RESULTS: Validity assessment addresses how consistent the output is with the current/latest science. Effective assessment involves a combination of human driven benchmarking and machine-driven benchmarking (e.g., BLEU, ROUGE). Validity also needs to characterize the conditions/triggers/domains/etc. that lead to “hallucinations” and their frequency. Reliability assesses the consistency of chatbot output by deliberate selection of benchmark prompts based on human-centered design principles and use of prompt engineering. Bias in chatbot output assessment focuses on whether subgroups are over/under-represented or accounted for (e.g., racial/ethnic minoritized groups) as well as perpetuation of stereotypes and marginalization/exclusion.

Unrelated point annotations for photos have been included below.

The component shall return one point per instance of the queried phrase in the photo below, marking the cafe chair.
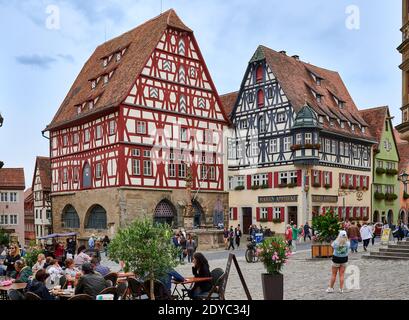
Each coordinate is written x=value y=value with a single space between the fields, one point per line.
x=122 y=289
x=159 y=289
x=15 y=295
x=113 y=276
x=136 y=289
x=110 y=290
x=81 y=297
x=30 y=296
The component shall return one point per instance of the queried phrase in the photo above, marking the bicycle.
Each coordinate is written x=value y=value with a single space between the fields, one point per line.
x=251 y=252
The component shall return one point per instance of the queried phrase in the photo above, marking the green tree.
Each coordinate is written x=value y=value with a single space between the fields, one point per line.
x=326 y=226
x=146 y=248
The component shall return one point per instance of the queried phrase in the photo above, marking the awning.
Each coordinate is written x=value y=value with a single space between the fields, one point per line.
x=58 y=235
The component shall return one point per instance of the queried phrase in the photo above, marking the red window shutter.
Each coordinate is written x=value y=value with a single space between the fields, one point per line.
x=260 y=98
x=275 y=179
x=299 y=178
x=270 y=179
x=270 y=214
x=249 y=182
x=235 y=215
x=282 y=215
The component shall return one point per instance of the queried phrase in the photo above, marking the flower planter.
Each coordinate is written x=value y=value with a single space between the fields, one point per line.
x=273 y=286
x=321 y=251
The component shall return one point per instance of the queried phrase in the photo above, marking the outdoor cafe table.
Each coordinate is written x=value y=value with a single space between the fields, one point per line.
x=184 y=284
x=14 y=286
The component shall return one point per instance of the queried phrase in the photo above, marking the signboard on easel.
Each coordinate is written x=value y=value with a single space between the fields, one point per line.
x=232 y=258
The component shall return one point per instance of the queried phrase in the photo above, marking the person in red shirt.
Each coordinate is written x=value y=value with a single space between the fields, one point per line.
x=289 y=236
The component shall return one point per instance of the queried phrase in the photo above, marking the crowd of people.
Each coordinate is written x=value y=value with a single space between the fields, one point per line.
x=65 y=264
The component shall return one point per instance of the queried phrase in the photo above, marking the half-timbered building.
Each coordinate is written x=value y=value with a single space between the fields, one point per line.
x=140 y=134
x=298 y=145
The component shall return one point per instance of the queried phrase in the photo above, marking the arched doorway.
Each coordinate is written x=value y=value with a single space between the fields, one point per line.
x=70 y=219
x=96 y=218
x=376 y=217
x=165 y=212
x=86 y=176
x=390 y=217
x=198 y=214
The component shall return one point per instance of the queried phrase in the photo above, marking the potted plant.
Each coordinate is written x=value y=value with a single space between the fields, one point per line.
x=274 y=253
x=327 y=226
x=146 y=249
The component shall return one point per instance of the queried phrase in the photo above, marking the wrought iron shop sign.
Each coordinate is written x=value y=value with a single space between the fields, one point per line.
x=333 y=199
x=276 y=199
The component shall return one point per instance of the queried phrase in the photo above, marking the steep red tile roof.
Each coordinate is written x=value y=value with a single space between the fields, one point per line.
x=228 y=101
x=12 y=179
x=297 y=82
x=44 y=166
x=376 y=118
x=140 y=42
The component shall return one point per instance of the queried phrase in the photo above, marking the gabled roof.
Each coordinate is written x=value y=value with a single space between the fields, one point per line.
x=376 y=118
x=43 y=164
x=297 y=82
x=12 y=179
x=140 y=42
x=228 y=101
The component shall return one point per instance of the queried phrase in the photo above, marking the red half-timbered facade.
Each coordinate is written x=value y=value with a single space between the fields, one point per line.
x=141 y=121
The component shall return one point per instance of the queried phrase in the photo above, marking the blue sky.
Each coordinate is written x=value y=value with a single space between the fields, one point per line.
x=38 y=65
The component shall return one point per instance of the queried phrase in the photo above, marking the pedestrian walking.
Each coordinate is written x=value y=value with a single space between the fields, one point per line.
x=238 y=236
x=231 y=239
x=339 y=261
x=289 y=236
x=353 y=234
x=366 y=235
x=226 y=237
x=307 y=232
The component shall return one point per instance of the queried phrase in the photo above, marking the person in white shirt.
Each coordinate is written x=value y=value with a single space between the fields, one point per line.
x=366 y=235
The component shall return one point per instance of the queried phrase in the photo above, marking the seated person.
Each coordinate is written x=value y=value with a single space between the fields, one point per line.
x=200 y=269
x=102 y=270
x=167 y=279
x=90 y=283
x=39 y=264
x=38 y=287
x=22 y=273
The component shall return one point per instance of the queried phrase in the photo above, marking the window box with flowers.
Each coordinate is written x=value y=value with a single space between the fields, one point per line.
x=274 y=253
x=379 y=196
x=380 y=171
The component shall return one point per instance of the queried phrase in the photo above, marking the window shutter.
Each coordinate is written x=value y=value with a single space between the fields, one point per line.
x=275 y=179
x=270 y=179
x=299 y=178
x=249 y=182
x=270 y=214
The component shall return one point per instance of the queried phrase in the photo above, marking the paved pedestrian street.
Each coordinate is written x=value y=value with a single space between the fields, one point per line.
x=307 y=279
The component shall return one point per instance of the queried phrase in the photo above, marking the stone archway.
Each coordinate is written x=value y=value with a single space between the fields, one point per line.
x=165 y=212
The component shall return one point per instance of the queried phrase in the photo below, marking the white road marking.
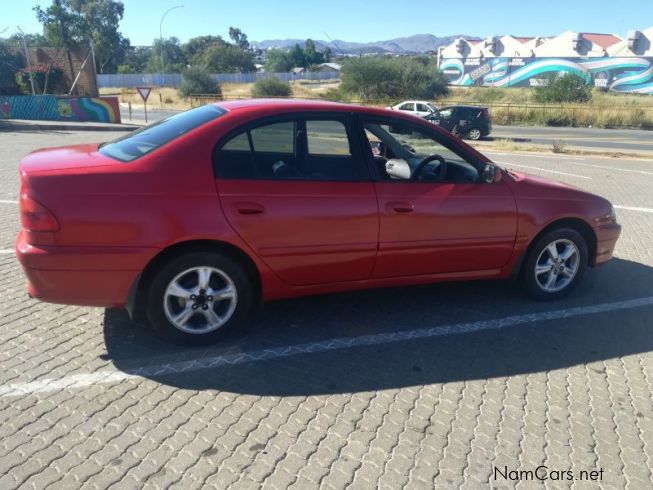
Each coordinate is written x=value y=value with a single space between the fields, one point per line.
x=547 y=170
x=618 y=169
x=634 y=208
x=83 y=380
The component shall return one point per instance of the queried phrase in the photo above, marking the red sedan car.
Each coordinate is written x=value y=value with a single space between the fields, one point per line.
x=191 y=221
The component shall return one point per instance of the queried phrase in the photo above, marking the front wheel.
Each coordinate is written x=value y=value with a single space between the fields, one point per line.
x=554 y=264
x=197 y=298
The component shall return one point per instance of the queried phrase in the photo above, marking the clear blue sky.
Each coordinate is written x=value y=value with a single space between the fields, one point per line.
x=353 y=20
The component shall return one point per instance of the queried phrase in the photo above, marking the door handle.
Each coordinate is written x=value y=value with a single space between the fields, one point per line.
x=400 y=207
x=248 y=208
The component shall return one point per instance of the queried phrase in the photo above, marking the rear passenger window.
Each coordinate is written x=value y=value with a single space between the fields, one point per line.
x=238 y=143
x=274 y=138
x=311 y=150
x=327 y=138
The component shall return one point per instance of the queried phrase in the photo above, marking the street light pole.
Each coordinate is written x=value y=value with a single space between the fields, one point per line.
x=163 y=69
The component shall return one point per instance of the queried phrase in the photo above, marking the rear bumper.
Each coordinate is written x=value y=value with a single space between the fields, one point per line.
x=89 y=276
x=606 y=239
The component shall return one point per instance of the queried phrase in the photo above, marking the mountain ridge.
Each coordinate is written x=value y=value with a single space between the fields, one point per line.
x=417 y=43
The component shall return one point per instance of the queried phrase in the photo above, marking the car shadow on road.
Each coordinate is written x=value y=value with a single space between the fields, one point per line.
x=528 y=347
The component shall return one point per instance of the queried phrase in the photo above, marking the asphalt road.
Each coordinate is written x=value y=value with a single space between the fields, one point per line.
x=416 y=387
x=614 y=140
x=625 y=140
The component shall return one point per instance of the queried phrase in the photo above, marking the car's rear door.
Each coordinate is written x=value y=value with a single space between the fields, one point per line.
x=297 y=190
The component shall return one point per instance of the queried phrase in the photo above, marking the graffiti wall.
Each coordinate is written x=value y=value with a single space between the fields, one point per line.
x=57 y=108
x=633 y=75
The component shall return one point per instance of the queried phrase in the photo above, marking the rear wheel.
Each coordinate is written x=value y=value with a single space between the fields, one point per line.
x=198 y=298
x=554 y=264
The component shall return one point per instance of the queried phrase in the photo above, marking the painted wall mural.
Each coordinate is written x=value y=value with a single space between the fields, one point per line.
x=632 y=75
x=56 y=108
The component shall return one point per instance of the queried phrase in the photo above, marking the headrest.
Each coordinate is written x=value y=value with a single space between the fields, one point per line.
x=398 y=168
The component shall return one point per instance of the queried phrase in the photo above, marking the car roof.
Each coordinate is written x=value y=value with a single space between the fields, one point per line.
x=414 y=101
x=298 y=105
x=464 y=107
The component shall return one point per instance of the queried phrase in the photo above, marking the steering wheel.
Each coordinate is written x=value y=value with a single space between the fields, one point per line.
x=420 y=166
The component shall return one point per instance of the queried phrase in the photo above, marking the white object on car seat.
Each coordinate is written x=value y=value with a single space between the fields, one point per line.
x=398 y=168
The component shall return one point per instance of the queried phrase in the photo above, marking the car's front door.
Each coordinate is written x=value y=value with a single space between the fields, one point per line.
x=445 y=118
x=298 y=192
x=442 y=219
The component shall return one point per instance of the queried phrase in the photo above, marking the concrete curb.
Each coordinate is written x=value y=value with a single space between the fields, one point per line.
x=62 y=126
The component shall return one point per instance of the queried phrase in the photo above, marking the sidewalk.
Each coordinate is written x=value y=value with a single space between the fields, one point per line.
x=33 y=125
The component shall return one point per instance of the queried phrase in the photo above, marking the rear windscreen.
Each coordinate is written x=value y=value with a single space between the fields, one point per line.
x=144 y=140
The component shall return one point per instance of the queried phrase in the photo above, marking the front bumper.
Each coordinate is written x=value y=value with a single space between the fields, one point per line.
x=89 y=276
x=606 y=239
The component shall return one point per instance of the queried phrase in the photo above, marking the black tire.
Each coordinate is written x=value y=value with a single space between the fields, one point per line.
x=156 y=312
x=533 y=286
x=474 y=134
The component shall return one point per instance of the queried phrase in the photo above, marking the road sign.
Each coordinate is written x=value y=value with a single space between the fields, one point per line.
x=145 y=93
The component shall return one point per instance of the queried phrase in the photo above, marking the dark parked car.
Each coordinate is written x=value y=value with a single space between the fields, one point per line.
x=465 y=121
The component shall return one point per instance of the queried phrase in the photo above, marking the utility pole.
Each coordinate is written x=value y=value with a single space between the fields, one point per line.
x=65 y=42
x=29 y=66
x=163 y=67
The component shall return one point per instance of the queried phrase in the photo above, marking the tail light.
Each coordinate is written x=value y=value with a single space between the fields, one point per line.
x=36 y=217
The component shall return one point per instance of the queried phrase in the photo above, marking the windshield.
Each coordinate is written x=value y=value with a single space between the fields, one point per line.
x=144 y=140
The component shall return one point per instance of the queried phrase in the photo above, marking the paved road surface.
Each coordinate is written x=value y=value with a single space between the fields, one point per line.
x=420 y=387
x=628 y=140
x=624 y=140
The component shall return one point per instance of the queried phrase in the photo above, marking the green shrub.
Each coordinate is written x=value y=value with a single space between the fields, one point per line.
x=39 y=74
x=567 y=88
x=392 y=78
x=198 y=81
x=271 y=87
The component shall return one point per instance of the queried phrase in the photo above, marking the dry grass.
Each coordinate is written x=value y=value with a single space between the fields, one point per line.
x=169 y=98
x=514 y=106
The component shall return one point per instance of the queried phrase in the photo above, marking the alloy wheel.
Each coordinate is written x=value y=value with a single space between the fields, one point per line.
x=557 y=265
x=200 y=300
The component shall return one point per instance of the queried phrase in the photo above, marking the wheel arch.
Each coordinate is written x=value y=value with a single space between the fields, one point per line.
x=576 y=224
x=136 y=298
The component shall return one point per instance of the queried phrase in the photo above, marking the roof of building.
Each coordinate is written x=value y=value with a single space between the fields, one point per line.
x=603 y=40
x=523 y=39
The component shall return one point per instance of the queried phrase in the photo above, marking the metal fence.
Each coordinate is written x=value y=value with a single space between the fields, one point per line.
x=174 y=79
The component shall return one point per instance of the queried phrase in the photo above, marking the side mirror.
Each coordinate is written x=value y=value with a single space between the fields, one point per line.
x=491 y=174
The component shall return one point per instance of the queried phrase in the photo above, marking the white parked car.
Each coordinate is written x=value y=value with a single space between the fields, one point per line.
x=418 y=107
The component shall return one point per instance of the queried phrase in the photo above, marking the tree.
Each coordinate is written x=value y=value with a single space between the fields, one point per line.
x=565 y=88
x=297 y=57
x=63 y=28
x=271 y=87
x=311 y=55
x=102 y=18
x=136 y=59
x=31 y=40
x=198 y=81
x=392 y=78
x=327 y=54
x=238 y=37
x=228 y=58
x=10 y=63
x=173 y=57
x=195 y=47
x=277 y=61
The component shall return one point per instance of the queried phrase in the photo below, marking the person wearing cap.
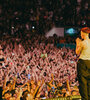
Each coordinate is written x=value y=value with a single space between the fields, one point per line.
x=83 y=65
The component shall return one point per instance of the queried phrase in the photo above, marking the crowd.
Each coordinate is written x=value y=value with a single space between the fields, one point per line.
x=33 y=67
x=41 y=15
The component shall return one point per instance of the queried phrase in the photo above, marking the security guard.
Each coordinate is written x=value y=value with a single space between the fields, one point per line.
x=83 y=65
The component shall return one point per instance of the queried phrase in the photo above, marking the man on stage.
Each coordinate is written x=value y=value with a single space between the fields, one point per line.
x=83 y=65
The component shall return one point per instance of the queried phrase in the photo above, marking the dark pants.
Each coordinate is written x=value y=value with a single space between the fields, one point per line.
x=83 y=74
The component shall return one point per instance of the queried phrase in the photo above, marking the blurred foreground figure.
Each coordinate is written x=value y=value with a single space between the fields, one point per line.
x=83 y=65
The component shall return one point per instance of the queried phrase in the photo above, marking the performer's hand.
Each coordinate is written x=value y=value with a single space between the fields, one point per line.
x=78 y=40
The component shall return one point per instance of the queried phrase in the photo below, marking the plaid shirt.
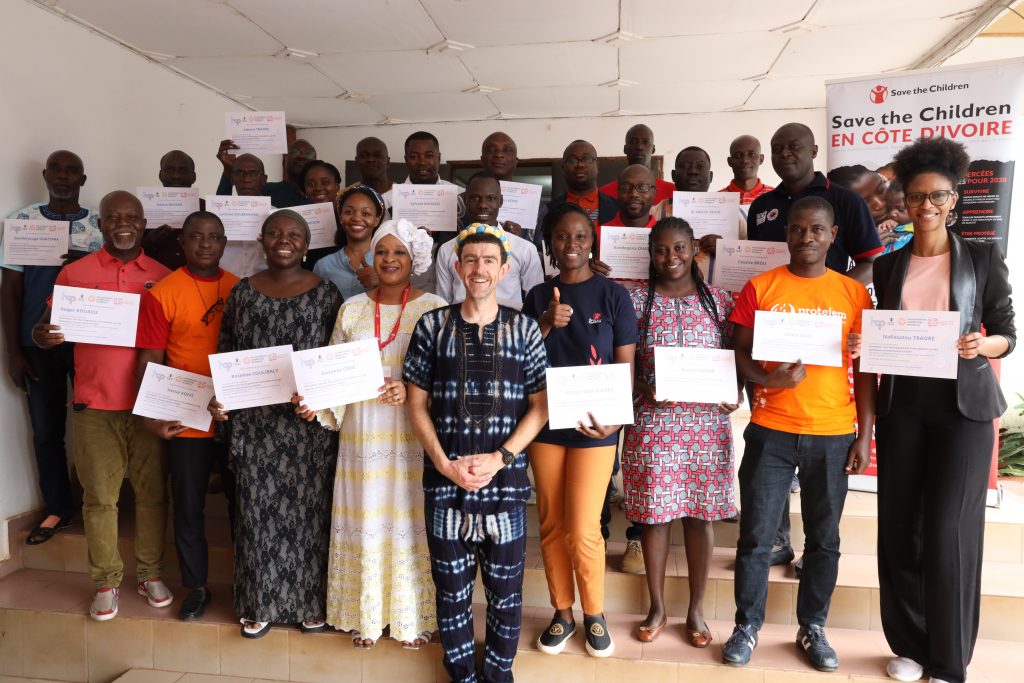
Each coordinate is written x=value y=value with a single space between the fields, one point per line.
x=479 y=390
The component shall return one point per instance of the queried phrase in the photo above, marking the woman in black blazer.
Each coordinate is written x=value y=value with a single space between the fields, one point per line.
x=935 y=436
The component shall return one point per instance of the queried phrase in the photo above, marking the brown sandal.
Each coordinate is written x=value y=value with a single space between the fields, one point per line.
x=699 y=639
x=648 y=634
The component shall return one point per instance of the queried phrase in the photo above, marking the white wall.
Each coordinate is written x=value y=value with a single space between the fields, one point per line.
x=67 y=88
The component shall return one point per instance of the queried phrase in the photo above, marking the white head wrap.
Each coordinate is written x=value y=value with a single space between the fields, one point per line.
x=414 y=239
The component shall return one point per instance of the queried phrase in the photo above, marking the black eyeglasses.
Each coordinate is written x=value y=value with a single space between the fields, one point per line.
x=212 y=311
x=938 y=198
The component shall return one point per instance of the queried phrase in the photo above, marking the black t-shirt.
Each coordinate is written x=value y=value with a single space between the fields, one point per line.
x=856 y=240
x=602 y=318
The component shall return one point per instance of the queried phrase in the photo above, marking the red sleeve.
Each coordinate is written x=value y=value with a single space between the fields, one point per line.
x=747 y=303
x=153 y=325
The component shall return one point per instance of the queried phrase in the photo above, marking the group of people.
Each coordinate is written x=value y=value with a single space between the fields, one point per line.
x=375 y=517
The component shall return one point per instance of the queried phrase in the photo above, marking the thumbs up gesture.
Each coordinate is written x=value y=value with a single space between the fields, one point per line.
x=558 y=313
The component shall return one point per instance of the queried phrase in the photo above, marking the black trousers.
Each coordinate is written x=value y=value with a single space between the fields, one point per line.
x=933 y=472
x=189 y=462
x=47 y=399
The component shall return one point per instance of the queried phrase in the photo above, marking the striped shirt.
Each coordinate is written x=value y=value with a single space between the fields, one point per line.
x=479 y=388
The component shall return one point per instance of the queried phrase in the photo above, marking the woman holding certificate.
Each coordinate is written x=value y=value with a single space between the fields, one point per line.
x=935 y=436
x=360 y=210
x=585 y=318
x=379 y=565
x=283 y=465
x=678 y=458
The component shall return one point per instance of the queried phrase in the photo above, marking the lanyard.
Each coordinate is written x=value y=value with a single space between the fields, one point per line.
x=397 y=323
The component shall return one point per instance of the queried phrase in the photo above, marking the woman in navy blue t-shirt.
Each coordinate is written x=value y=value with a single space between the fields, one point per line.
x=586 y=318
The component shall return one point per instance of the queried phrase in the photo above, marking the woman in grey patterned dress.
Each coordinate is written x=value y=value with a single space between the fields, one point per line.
x=284 y=465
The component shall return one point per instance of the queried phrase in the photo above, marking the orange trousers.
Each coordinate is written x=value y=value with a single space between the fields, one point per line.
x=570 y=485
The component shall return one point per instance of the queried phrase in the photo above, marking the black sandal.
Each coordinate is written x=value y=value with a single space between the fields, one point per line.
x=44 y=534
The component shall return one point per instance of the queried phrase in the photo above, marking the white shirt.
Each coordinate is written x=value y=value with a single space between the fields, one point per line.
x=524 y=273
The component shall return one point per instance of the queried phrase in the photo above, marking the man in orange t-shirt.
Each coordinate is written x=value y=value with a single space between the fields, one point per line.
x=804 y=417
x=178 y=326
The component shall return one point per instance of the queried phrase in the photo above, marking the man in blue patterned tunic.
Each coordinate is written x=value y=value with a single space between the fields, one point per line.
x=476 y=397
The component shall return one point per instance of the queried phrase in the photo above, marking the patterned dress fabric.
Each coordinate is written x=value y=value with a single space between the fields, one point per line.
x=678 y=461
x=379 y=564
x=284 y=466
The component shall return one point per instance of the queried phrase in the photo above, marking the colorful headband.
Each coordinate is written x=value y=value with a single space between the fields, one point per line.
x=483 y=228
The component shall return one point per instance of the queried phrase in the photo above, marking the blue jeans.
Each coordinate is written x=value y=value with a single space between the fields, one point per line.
x=769 y=461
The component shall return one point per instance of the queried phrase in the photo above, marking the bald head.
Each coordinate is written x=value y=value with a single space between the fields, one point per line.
x=64 y=175
x=499 y=155
x=248 y=175
x=177 y=169
x=744 y=160
x=639 y=144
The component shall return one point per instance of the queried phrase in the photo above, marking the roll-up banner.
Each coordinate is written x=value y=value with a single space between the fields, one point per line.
x=980 y=105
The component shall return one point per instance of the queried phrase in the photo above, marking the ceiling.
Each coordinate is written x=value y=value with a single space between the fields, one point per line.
x=349 y=62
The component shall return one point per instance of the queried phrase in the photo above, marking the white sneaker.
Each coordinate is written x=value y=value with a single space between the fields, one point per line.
x=904 y=669
x=633 y=558
x=156 y=593
x=104 y=604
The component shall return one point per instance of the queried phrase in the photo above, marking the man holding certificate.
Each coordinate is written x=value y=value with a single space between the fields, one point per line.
x=803 y=417
x=43 y=375
x=110 y=441
x=476 y=397
x=178 y=326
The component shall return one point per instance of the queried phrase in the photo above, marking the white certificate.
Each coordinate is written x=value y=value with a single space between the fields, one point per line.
x=695 y=375
x=815 y=340
x=243 y=216
x=95 y=316
x=709 y=213
x=169 y=393
x=738 y=260
x=604 y=390
x=626 y=251
x=257 y=132
x=338 y=375
x=520 y=203
x=254 y=377
x=916 y=343
x=432 y=207
x=167 y=206
x=35 y=242
x=323 y=224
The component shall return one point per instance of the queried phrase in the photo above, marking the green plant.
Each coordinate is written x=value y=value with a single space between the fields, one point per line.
x=1012 y=446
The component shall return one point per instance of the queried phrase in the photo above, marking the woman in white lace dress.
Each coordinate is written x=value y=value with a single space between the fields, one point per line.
x=379 y=567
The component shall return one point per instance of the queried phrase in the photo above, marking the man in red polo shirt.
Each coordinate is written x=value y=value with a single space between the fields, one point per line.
x=110 y=441
x=639 y=148
x=744 y=160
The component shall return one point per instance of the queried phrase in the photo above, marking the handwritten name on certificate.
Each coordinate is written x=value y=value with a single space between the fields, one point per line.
x=338 y=375
x=95 y=316
x=604 y=390
x=626 y=252
x=915 y=343
x=709 y=213
x=254 y=377
x=816 y=340
x=738 y=260
x=35 y=242
x=243 y=216
x=169 y=393
x=257 y=132
x=432 y=207
x=695 y=375
x=520 y=203
x=323 y=224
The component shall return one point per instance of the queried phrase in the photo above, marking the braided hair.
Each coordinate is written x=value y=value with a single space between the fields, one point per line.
x=674 y=224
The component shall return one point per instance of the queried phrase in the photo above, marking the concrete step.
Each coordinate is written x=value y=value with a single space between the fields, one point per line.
x=45 y=633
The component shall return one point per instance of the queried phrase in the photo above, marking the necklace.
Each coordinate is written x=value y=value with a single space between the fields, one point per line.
x=397 y=322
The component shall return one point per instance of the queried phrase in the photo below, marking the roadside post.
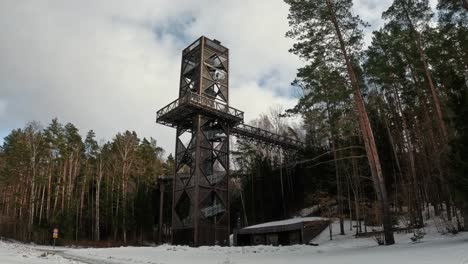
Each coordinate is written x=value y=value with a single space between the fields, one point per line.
x=55 y=235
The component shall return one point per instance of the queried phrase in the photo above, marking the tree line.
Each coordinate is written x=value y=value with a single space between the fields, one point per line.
x=53 y=178
x=401 y=103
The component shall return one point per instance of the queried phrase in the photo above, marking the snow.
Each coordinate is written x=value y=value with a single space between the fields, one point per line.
x=287 y=222
x=434 y=248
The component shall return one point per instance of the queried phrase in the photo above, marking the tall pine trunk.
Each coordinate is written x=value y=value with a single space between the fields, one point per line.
x=367 y=134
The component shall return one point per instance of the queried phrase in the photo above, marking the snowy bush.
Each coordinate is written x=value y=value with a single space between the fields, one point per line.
x=418 y=235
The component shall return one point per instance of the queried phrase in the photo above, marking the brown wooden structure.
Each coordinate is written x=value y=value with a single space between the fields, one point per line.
x=204 y=121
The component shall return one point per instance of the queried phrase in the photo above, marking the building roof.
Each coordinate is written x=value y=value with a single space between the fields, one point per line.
x=280 y=226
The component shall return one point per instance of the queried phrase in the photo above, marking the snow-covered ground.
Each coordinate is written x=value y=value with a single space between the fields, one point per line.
x=434 y=248
x=14 y=253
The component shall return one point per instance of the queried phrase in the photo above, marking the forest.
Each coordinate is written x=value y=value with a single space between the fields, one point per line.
x=385 y=124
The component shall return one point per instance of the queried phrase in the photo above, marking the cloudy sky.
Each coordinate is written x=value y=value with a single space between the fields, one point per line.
x=109 y=65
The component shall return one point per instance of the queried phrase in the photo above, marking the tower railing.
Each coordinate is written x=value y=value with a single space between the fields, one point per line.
x=200 y=103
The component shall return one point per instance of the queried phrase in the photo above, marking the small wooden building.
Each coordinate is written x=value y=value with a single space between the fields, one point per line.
x=287 y=232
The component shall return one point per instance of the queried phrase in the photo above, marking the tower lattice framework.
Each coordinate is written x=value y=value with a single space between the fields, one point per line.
x=204 y=121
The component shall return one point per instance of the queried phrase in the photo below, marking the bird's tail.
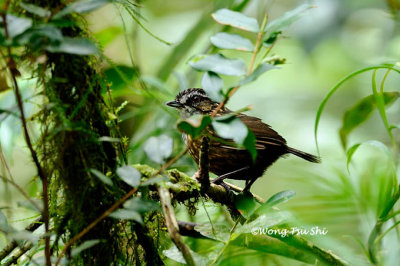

Safety is assessed via ensuring output is sufficiently conservative when the evidence-base is lacking or has equivocal findings/conclusions; systems and user interface also need to be assessed for sufficient anonymity and privacy as well as unintentional threats to safety (e.g., targeted ads appearing as a result of chatbot queries). Usability assesses how aspects of cost, modality (e.g., app-based, browser-based, plug-in/embedded component ), and accessibility facilitate or inhibit use based on a user’s characteristics (e.g., developmental age, language ability), contexts (e.g., urgency, tone, style), and roles (e.g., affected individual, professional). In addition to the development and deployment of new AI chatbots, existing chatbots undergo rapid refinement/evolution in the underlying AI approaches/models as well as training corpus, necessitating the clear documentation of necessary information such as version number(s) and characteristics of the training corpus (e.g., range/boundaries of training data with respect to source, content, and dates) at the time(s) of assessment.

CONCLUSIONS & IMPLICATIONS: This study provides concrete examples of the steps that collectively constitute a systematic and structured method to help individuals utilize (or not) existing and future AI chatbots in a responsible manner. Originally designed for community members, service providers, and researchers interested in the health and well-being of LGBTQ+ individuals, it could be generalizable to other minoritized/marginalized and vulnerable populations.